Back to Bills

Regulating the Online Use of Deepfakes Act

Full Title:
An Act to provide for the regulation of the online use of deepfakes and for related transparency measures

Summary#

Bill C-277 would set rules for how online platforms handle “deepfakes” (AI-edited or AI-generated images, audio, or video that look or sound real and use someone’s appearance or voice). It requires platforms to detect, label, and remove deepfakes that could cause significant harm. It also creates an administrative (non-criminal) penalty system to enforce these duties. The stated goal is to protect people from emotional, reputational, and financial harm and to increase transparency online.

Key changes:

  • Platforms and online services accessible in Canada must set up ways to identify deepfakes, including user reporting tools.
  • They must take reasonable steps to clearly label deepfakes shared on their services.
  • They must take reasonable steps to prevent deepfakes that may cause “significant harm” from being shared, and remove such content as soon as feasible after it is identified.
  • They must keep records needed to show compliance. The federal cabinet can set detailed record-keeping rules.
  • An administrative monetary penalty system is created. The cabinet will set which violations can be penalized, penalty amounts or ranges, procedures, possible defences, and appeal/review processes.
  • Company directors and officers who direct or take part in a violation can be personally liable for penalties.
  • Violations are not criminal offences.

What it means for you#

  • Users

    • You should see clearer labels on content identified as deepfakes.
    • You will have reporting tools to flag suspected deepfakes.
    • Harmful deepfakes about you or others should be removed once identified.
  • People targeted by deepfakes

    • Platforms must act to prevent sharing of deepfakes that may cause significant harm (for example, identity theft, job loss, humiliation).
    • Harmful deepfakes must be taken down as soon as feasible after they are identified.
  • Creators and posters of content

    • If you share AI-altered or AI-generated media using a real person’s image or voice, platforms will likely require clear labeling.
    • Content that may cause significant harm could be blocked or removed.
  • Online platforms and services (including social media)

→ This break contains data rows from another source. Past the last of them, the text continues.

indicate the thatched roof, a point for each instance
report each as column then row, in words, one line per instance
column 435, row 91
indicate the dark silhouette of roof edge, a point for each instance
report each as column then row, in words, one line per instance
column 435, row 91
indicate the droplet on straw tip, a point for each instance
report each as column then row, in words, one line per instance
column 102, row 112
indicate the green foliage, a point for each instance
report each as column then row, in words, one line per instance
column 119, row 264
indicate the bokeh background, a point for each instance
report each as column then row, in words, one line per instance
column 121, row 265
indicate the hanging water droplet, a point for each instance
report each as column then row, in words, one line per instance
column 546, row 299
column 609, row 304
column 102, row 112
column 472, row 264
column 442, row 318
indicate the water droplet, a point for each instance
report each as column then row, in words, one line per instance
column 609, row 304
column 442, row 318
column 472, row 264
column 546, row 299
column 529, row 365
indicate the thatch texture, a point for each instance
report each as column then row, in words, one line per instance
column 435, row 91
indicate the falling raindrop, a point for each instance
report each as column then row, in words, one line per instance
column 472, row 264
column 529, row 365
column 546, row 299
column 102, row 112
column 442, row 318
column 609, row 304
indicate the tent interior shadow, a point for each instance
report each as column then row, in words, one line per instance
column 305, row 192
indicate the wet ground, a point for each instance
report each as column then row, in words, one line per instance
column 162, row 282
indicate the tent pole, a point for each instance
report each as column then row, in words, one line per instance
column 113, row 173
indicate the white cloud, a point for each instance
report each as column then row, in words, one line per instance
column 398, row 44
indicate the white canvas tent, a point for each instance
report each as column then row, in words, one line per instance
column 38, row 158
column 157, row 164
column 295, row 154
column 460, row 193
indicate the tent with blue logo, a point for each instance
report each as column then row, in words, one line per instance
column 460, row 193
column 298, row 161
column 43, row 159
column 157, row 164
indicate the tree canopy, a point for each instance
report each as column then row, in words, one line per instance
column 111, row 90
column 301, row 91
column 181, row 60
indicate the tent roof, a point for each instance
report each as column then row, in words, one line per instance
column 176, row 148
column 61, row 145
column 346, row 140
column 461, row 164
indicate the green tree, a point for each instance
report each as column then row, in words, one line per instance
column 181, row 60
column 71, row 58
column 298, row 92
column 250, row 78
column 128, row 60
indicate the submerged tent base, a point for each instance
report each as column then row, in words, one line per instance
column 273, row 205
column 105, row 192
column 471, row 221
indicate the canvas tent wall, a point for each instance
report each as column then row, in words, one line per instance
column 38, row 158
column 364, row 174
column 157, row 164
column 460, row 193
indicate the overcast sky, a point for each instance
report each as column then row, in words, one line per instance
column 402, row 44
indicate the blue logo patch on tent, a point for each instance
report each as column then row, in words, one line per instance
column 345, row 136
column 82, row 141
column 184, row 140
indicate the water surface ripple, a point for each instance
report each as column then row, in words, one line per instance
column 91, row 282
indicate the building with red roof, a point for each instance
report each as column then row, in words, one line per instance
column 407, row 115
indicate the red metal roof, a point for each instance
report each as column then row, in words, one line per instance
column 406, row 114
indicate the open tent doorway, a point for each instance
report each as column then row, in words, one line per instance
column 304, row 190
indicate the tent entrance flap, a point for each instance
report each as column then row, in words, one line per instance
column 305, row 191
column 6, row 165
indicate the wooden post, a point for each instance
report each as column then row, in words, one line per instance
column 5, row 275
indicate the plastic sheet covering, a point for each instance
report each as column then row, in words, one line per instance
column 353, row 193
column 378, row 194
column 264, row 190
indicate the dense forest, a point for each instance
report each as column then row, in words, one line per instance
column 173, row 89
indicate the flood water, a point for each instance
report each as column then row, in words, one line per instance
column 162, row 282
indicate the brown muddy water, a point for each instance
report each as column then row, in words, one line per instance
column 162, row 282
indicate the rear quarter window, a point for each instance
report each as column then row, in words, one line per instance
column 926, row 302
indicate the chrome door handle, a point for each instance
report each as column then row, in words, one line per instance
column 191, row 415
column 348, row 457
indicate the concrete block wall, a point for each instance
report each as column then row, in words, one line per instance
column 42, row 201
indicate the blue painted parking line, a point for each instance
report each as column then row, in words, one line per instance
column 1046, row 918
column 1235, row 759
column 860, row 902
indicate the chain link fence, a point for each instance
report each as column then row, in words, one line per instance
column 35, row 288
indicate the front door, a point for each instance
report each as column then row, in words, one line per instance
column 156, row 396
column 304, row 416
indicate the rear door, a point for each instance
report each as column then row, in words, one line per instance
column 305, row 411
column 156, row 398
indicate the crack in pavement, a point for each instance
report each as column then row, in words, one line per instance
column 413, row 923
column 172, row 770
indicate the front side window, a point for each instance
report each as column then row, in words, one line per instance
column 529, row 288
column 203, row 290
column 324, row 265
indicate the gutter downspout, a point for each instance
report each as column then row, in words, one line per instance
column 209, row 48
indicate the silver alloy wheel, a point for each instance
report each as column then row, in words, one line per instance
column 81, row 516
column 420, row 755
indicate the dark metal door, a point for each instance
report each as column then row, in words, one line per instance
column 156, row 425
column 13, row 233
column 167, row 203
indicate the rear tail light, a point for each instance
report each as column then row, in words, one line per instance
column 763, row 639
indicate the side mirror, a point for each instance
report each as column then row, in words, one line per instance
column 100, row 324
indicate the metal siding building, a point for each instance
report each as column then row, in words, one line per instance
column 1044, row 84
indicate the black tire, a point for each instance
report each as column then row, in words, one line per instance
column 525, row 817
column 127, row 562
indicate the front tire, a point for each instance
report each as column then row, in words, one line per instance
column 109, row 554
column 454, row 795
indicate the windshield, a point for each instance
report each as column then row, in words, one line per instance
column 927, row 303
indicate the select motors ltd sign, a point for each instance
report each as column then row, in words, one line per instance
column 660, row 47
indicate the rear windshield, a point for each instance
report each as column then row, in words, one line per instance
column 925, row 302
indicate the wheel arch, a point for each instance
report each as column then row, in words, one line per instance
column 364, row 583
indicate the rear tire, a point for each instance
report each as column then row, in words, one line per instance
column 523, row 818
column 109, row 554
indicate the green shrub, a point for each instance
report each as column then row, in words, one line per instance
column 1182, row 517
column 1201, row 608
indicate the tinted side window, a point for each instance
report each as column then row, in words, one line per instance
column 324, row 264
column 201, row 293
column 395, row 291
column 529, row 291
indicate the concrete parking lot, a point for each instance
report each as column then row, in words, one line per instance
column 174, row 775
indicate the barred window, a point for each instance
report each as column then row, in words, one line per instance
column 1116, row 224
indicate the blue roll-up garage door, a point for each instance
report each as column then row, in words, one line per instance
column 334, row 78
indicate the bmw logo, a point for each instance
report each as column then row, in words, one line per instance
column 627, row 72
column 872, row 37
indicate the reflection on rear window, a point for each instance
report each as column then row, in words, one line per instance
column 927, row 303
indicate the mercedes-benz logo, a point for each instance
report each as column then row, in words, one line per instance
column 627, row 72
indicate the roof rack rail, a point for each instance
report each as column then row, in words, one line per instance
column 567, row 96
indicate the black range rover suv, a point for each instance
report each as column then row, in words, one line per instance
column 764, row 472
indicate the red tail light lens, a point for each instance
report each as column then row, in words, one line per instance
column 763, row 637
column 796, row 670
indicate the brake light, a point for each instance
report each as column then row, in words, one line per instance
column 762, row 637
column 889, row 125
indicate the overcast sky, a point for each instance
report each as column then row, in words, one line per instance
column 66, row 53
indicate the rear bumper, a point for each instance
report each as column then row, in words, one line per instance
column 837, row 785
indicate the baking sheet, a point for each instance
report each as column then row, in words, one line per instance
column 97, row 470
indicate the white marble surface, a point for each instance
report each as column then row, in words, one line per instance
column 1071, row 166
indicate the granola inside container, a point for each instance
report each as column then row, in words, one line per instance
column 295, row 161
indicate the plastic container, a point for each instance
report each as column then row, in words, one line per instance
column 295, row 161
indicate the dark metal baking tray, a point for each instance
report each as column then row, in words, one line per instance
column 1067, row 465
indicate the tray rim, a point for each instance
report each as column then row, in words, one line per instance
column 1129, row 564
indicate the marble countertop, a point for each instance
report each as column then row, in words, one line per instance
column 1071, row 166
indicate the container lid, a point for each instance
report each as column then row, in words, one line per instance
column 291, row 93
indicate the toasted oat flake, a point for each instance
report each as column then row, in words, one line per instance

    • You must build and operate systems to detect deepfakes, allow user reports, label deepfakes, and prevent and remove those that may cause significant harm.
    • You must keep records to show compliance. Details may be set by future regulations.
    • You face administrative penalties for violations. Directors and officers can be personally liable if they took part in the violation.
    • The Act uses “reasonable steps,” but does not define exactly what is required. What counts as “reasonable” is unclear and may depend on future regulations.
  • Government

    • The Minister of Industry would oversee the scheme and can designate people to run it.
    • The federal cabinet will set many key details by regulation (penalty amounts, procedures, appeals, defences, and who enforces).

Expenses#

No publicly available information.

Possible cost areas:

  • Platforms may face costs to build or upgrade detection tools, reporting systems, labeling features, moderation processes, and record-keeping.
  • Platforms may face penalties for non-compliance; amounts are not yet specified.
  • The government may face costs to develop regulations and enforce the scheme; no estimates are provided.

Proponents' View#

  • The bill appears intended to reduce real harms from deepfakes, including fraud, identity theft, harassment, and reputational damage.
  • It could increase transparency by requiring clear labeling of deepfakes so people know when content is synthetic.
  • It places responsibility on platforms—the places where deepfakes spread—to detect, label, and quickly remove harmful content.
  • Using administrative penalties (not criminal charges) could promote faster, more flexible compliance.
  • The preamble states current laws do not adequately protect people from deepfake harms; this bill could fill those gaps.

Opponents' View#

  • The bill does not clearly define what “reasonable steps” look like. This may create uncertainty for platforms and uneven enforcement.
  • “Significant harm” includes psychological and reputational harm, which can be subjective. Platforms may remove borderline content to avoid penalties, which could affect satire, art, or political speech.
  • The duty to “prevent” harmful deepfakes may be read as requiring proactive scanning or monitoring. This could raise privacy concerns or lead to over-removal if detection tools are imperfect.
  • Many core elements (penalty amounts, defences, procedures, appeals, enforcement roles) are left to future regulations. Until these are set, it is hard to judge the full impact and fairness.
  • Detection technology can make mistakes. Mislabeling or removing authentic content is a possible risk.
  • Compliance could be costly or difficult for smaller services that lack in-house AI and moderation teams. The bill does not set size-based thresholds or exemptions.